As Naomi Perlov sees it, dance festivals are like baskets containing carefully curated items that audiences can take home to consider in the days, weeks and months following. Each festival has a different nature and, as such, provides attendees with a unique blend of concepts and aesthetics to mull over. This year’s Tel Aviv Dance Festival is the first in-person summer festival Perlov has put together since taking up the reins of the Suzanne Dellal Center and its basket is a culmination of previously programmed creations that could not be attended due to Covid and new works.

Over three weeks, the Center will host twenty-eight performances by artists from Israel and abroad, many of them premieres. “When I attend festivals abroad, I get so much at once. It’s a nice basket to think about going forward. There’s something in the intensity that is correct because it gives the Israeli audience a one-time opportunity to see things that they can’t see the rest of the year. My belief is that our job is to open Israeli culture to new things,” says Perlov over the phone.

Perlov speaks quickly and passionately. Having spent decades in the dance world, both in Israel and in Europe, she has an in-depth knowledge of the international community, both audiences and practitioners. Among her passions is developing young talent, which she turned from vision into reality with the Maslool Professional Dance Program, which she founded in 2007.

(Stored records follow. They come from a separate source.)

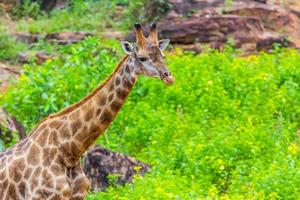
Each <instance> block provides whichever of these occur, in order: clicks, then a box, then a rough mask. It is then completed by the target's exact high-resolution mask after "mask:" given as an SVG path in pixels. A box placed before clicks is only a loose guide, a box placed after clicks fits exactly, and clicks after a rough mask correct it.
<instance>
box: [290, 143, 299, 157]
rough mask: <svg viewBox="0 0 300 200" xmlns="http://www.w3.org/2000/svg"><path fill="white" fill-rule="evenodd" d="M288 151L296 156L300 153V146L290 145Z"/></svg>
mask: <svg viewBox="0 0 300 200" xmlns="http://www.w3.org/2000/svg"><path fill="white" fill-rule="evenodd" d="M288 151H289V152H290V153H291V154H293V155H296V154H297V153H298V151H299V148H298V146H297V145H296V144H295V143H292V144H290V146H289V147H288Z"/></svg>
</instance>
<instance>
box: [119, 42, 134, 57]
mask: <svg viewBox="0 0 300 200" xmlns="http://www.w3.org/2000/svg"><path fill="white" fill-rule="evenodd" d="M121 46H122V48H123V51H124V52H125V53H127V54H132V53H134V50H133V47H132V45H131V44H130V43H129V42H127V41H122V42H121Z"/></svg>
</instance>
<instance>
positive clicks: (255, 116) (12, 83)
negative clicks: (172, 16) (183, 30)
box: [0, 0, 300, 200]
mask: <svg viewBox="0 0 300 200" xmlns="http://www.w3.org/2000/svg"><path fill="white" fill-rule="evenodd" d="M24 2H25V4H24V5H23V6H21V7H16V8H15V10H14V17H15V18H16V19H18V21H16V22H15V23H16V27H17V30H18V31H26V32H34V33H47V32H57V31H67V30H70V31H90V32H96V33H97V32H101V31H105V30H107V29H118V30H120V29H121V30H128V27H129V26H132V24H133V23H134V22H135V21H141V22H143V21H145V20H146V21H150V20H156V17H157V16H158V17H159V15H160V14H161V13H162V12H165V11H166V10H168V9H169V8H170V4H169V3H168V1H162V0H155V1H150V0H139V1H129V0H113V1H93V0H88V1H83V0H72V1H70V2H71V4H70V6H69V7H67V8H65V9H61V10H54V11H52V12H50V13H44V12H42V11H40V10H39V9H38V8H39V4H37V3H35V4H28V2H29V1H24ZM26 2H27V3H26ZM226 2H227V4H226V5H227V6H230V3H231V1H229V0H227V1H226ZM153 5H155V6H153ZM118 6H123V7H122V10H121V12H119V13H118V12H116V11H115V10H117V9H116V8H118ZM150 8H153V9H154V10H152V11H151V12H150ZM148 12H149V13H148ZM150 13H156V14H155V15H151V14H150ZM7 29H8V27H6V26H4V24H2V22H0V60H2V61H3V60H9V61H10V62H13V61H15V60H16V55H17V53H18V52H22V51H25V50H26V51H28V50H30V51H37V50H45V51H47V52H50V53H53V54H56V55H60V56H59V57H57V58H55V59H52V60H48V61H47V62H45V63H44V64H42V65H38V64H36V63H34V62H32V63H30V64H27V65H25V66H23V69H24V73H23V74H22V75H21V77H20V78H19V79H18V80H16V81H14V82H12V85H11V87H10V88H9V89H8V91H7V92H6V93H2V94H0V107H4V108H5V109H7V110H8V111H9V112H10V113H11V114H13V115H14V116H16V117H17V118H18V120H19V121H21V122H22V123H23V124H24V126H25V128H26V130H27V131H30V130H31V129H32V127H33V126H34V125H35V124H36V123H37V122H38V121H40V120H41V119H42V118H44V117H46V116H47V115H49V114H50V113H54V112H57V111H59V110H60V109H62V108H64V107H66V106H68V105H70V104H72V103H74V102H76V101H78V100H80V99H81V98H83V97H84V96H85V95H86V94H88V93H89V92H90V91H92V89H93V88H95V87H96V86H97V85H98V84H100V83H101V82H103V81H104V80H105V78H107V76H108V75H109V74H110V73H111V72H112V71H113V69H114V67H115V66H116V64H117V62H118V60H119V59H120V58H121V56H122V55H123V52H122V51H121V50H120V45H119V42H118V41H114V40H111V41H107V40H104V39H99V38H95V37H90V38H88V39H86V40H84V41H82V42H81V43H78V44H74V45H69V46H65V47H60V46H58V45H53V44H48V43H46V42H44V41H39V42H38V43H36V44H34V45H31V46H28V45H26V44H24V43H21V42H18V41H16V40H15V39H12V37H10V36H9V34H8V32H9V31H8V30H7ZM166 63H167V65H168V66H169V68H170V70H171V71H172V73H173V74H174V76H175V77H176V83H175V84H174V85H172V86H165V85H164V84H163V83H162V82H161V81H159V80H155V79H150V78H144V77H142V78H141V79H140V80H139V81H138V83H137V84H136V86H135V87H134V89H133V92H132V93H131V94H130V96H129V99H128V101H127V102H126V104H125V105H124V107H123V108H122V109H121V111H120V114H119V115H118V116H117V118H116V119H115V121H114V122H113V123H112V125H111V126H110V127H109V129H108V130H107V131H106V133H105V137H100V138H99V140H98V141H97V143H98V144H101V145H103V146H105V147H107V148H110V149H112V150H114V151H118V152H124V153H126V154H129V155H131V156H134V157H136V158H137V159H139V160H142V161H143V162H146V163H149V164H150V165H151V166H152V167H151V170H150V171H149V173H147V174H146V176H145V177H139V176H137V177H135V180H134V183H133V184H128V185H126V186H124V187H121V186H118V187H111V188H109V189H108V190H107V191H106V192H101V193H90V194H89V195H88V197H87V199H88V200H93V199H162V200H165V199H223V200H226V199H297V198H298V197H299V196H300V190H299V185H300V146H299V145H300V138H299V134H300V133H299V131H300V130H299V127H300V92H299V91H300V54H299V52H298V51H296V50H293V49H280V48H278V47H276V48H275V49H274V51H273V52H271V53H260V54H259V55H253V56H249V57H246V58H243V57H240V56H239V55H238V53H237V51H236V50H233V49H232V48H231V47H230V46H227V47H226V49H225V51H224V52H218V51H215V50H211V49H207V50H205V51H204V52H203V53H201V54H200V55H194V54H192V53H187V52H182V50H180V49H174V50H173V52H172V53H168V55H167V58H166ZM158 94H159V95H158ZM0 134H3V133H0ZM13 141H17V138H14V140H13ZM10 145H13V144H3V141H1V140H0V151H1V150H2V149H4V146H10ZM137 170H138V169H137Z"/></svg>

The Tel Aviv Dance program sets its sights on even younger individuals, offering performances for children and the whole family.

“I want to open the dance community to kids and parents. They are bored during the summer and the center can invite parents and kids to be part of great events. Roy Assaf with premiere a new version of Gornischt for the whole family. Aviv Horowitz will present Once Upon A World, which is a piece that draws on circus arts. Rotem Wolk will do The Hidden Safari, which is a wonderful performance in which she places animals all over the centre and takes children on a hunt to find them. These are great pieces for kids and families that come to the festival, who might be exposed to new things,” she says.

 Tel Aviv Dance Festival. (credit: KFIR BOLITIN) Tel Aviv Dance Festival. (credit: KFIR BOLITIN)

Another passion of Perlov’s is hip-hop and, she divulges, she is thrilled to finally have found a way to bring some very important artists from the field to Israel. “I have dreamed of this moment since I was given this role and even before, when I lived in France. Now I am able to give a platform to hip-hop.”

The festival will host a mini platform called Cypher Connection. “There are five days of international and Israeli artists that will come for workshops, jam sessions, a conference and an evening at the Teder. A lot of hip-hop dancers exist in the contemporary dance scene, and hip-hop artists use contemporary elements. House, crump and vogue all exist in contemporary dance. We will have Henry Link from Brooklyn and ORB from Washington. It’s a mini platform in the festival and it gives a big impact.”

Other international guests include Silvia Garibaldi from Italy, Bodhi Project from Austria and Neta Yerushalmi from New York. In most cases, the international guests will not only perform but also teach masterclasses and workshops to local dancers. “I really believe in innovation and education,” explains Perlov.

Other works

Also in the Tel Aviv Dance basket are a number of interdisciplinary works. The festival will open with a performance by Castle in Time Orchestra, conducted by former dancer Matan Daskal. Nadav Barnea will present The Dreamers, a sound and light performance, Neta Weiner will screen A Boy Named Neta and Stav Struz will unveil her recent collaboration with film director Sergei Parajanov.

The festival will also host a number of premieres by Israeli artists such as Rotem Tashach, Nur Garabli, Rebecca Laufer and Matteus van Rossum, Lior Tavori and Dafi Eltabeb.

“I have been thinking a lot about the experience of a festival,” explains Perlov. “It’s very powerful. We really need for the centre to have a yearly moment that we need to invest in. That is Tel Aviv Dance.”